Commercial aircraft are pressurized meaning that they suck in outside air and force it into the cabin to maintain air pressure.

Aircraft are limited to flying at around 10,000 ft without pressurization because above that the air pressure is so low that the average human will have trouble breathing.

The problem though is that you want to fly higher because that same thin air means you can travel faster and use less fuel.

Fighter jets get around this by making crews were masks that give them air to breath.

While this is impractical for commercial planes, so instead they pressurize the entire cabin.

The masks that drop during an emergency are their to help people breath if they lose cabin pressure at altitude, at least until the plane can descend to 10,000ft where the passengers can breath outside air.

Anonymous 0 Comments

Premise: Turbine engines work by compressing air with a series of “fans” one after the other, then the air is burned with fuel, the gas expands and turns the turbine section that spins the compressor that I mentioned above. The remaining energy propels the plane.

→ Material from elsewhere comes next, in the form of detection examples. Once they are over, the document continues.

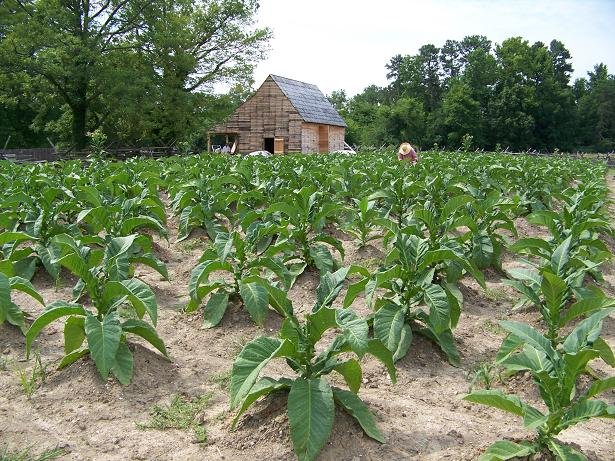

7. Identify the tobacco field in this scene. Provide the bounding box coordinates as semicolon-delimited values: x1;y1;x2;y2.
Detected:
0;151;615;461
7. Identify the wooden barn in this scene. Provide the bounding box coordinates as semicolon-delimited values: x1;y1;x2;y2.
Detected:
208;75;347;154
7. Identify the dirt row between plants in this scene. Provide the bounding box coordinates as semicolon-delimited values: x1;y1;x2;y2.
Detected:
0;178;615;461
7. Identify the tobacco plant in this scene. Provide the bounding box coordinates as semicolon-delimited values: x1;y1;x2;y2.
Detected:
186;222;292;328
266;186;344;274
26;234;167;384
464;308;615;461
344;197;383;248
344;232;484;364
230;268;395;460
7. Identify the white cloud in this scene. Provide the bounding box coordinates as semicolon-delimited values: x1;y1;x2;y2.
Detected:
249;0;615;95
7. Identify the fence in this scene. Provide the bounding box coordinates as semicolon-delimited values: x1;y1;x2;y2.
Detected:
0;147;179;163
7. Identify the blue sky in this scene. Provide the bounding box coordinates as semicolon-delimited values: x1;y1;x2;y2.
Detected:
254;0;615;95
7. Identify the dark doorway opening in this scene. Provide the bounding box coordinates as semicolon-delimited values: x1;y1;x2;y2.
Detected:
265;138;274;154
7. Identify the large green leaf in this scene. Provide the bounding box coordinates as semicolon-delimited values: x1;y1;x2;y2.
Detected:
0;232;38;246
333;359;363;394
472;232;494;269
551;236;572;277
310;244;334;274
0;273;12;324
560;296;615;327
26;301;88;357
335;309;369;357
64;315;85;355
423;284;451;333
104;278;158;326
333;387;385;443
267;285;293;318
85;312;122;379
312;267;349;312
230;336;293;409
540;272;568;325
562;307;615;353
203;291;229;328
500;320;556;359
374;303;412;361
239;282;269;325
288;378;335;461
306;307;338;343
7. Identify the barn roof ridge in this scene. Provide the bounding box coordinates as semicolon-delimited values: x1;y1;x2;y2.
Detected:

Pressurization: given the plane has already the big compressor that is part of each jet engine, there is a system that takes part of this clean compressed air, “steal” it from the engine. This compressed air is pretty hot due to the compression work, anything between 100 and 250 Celsius. This hot compressed air is sent to an -air cycle machine- which is, simply put, a massive heat exchanger with turbines and fans in it, capable of decompressing and cool that air. By regulating that thing, you can transform the compressed air stolen from the engine into -compressed air the temperature you like-.

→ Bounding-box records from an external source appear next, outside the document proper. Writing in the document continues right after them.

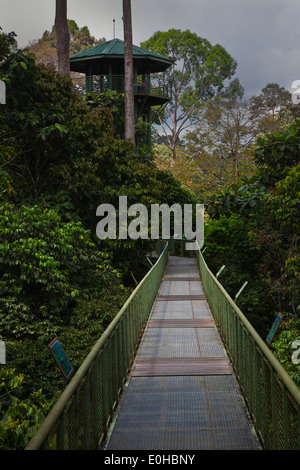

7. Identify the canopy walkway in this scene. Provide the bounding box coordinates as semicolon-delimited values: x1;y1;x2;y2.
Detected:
26;242;300;450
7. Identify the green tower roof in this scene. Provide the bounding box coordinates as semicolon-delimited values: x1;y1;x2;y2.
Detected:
70;39;173;75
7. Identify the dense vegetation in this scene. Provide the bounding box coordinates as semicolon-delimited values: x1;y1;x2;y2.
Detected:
0;29;193;449
0;23;300;449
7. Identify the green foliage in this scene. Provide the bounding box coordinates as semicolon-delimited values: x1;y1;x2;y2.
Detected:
271;315;300;387
254;120;300;187
205;215;275;337
0;368;51;450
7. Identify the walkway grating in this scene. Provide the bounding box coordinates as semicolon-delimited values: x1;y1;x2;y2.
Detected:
105;257;260;450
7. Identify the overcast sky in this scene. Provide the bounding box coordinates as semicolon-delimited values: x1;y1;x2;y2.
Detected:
0;0;300;95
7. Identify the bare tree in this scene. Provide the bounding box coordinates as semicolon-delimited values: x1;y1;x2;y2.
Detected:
55;0;70;75
123;0;135;143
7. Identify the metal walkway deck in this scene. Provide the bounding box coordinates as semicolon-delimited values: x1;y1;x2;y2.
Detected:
105;257;260;450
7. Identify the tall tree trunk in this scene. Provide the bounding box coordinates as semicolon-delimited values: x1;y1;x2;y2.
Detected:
55;0;70;75
123;0;135;143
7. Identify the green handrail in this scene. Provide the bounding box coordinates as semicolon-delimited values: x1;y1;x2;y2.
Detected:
25;244;168;450
197;250;300;450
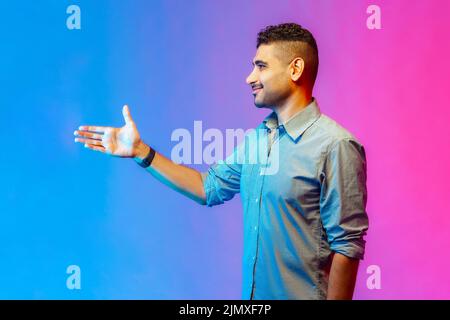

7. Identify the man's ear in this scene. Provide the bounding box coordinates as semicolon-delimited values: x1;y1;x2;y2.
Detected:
289;58;305;81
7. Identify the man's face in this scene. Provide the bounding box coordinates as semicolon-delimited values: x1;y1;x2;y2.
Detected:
246;43;292;108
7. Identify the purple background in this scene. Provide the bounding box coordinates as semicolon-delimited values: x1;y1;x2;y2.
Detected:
0;0;450;299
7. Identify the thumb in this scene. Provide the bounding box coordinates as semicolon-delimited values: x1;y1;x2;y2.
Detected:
122;105;133;124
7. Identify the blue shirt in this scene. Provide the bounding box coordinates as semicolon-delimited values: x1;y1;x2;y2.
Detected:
202;99;368;299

The -compressed air at the temperature you like- is then routed to the cabin.

There is a valve (outflow valve) that regulates how much air can be expelled by the cabin. By adjusting this valve, you adjust the pressure in the cabin.

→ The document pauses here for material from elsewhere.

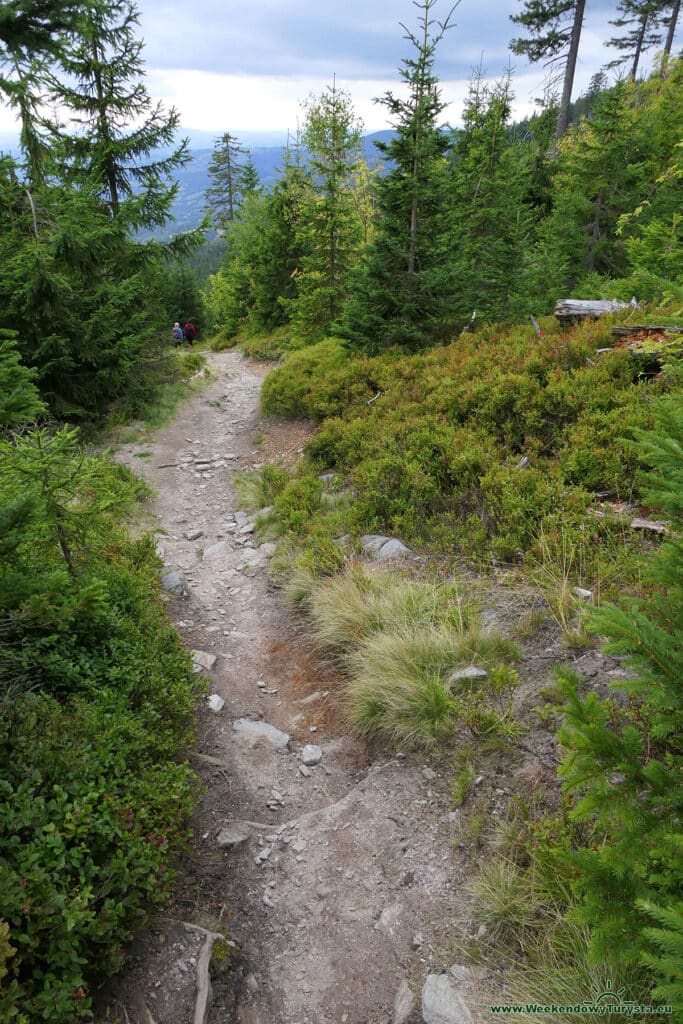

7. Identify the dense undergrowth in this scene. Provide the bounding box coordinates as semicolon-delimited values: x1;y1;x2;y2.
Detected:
263;321;670;589
232;318;683;1020
0;342;198;1024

Recap: engine compresses air, air goes to “air cycle machine”, then goes to the cabin and pressurize the cabin, the outflow valve expel the excess of pressure from the cabin.

Result: the inside of the plane is always kept at a nice temperature and at a pressure that is ok for people to live in. Also, the massive flow of air in/air out guarantees you are breathing new air and not other people’s breath and farts.

Safety: system uses air from the two engines, plus eventually the APU engine (small backup engine, too long to explain here). There are generally at least two air cycle machine, and the outflow is controlled in 4 different and independent ways. As long as you have 1 of 3 sources, 1of 2 air cycle machines, and 1 of 4 controllers for outflow, you can breathe normally in the plane. Past that, pilot will have to descend to a lower altitude, meanwhile, you have your oxy mask if you need it. Pretty safe.

Anonymous 0 Comments

Thank you all for the answers. I have always wondered how it work work for a plane that has 5 passengers vs one with 200-300+ passengers.

Just out of curiosity, does it work the same way for propeller planes?

Anonymous 0 Comments

Slight correction for comments on bleed air from the engines (most planes do this, except the 787). The bleed air is constantly pushing in the same amount of air, but there are one or more big valves at the back of the plane that let that bleed air back out, and they open and close to keep the cabin pressure constant. They can have various appearances, but [this is an example](http://www.b737.org.uk/images/pressvalves_ng.jpg).

This is also why a bullet making a hole in a plane’s skin would do nothing. Those valves would just close a little bit to compensate.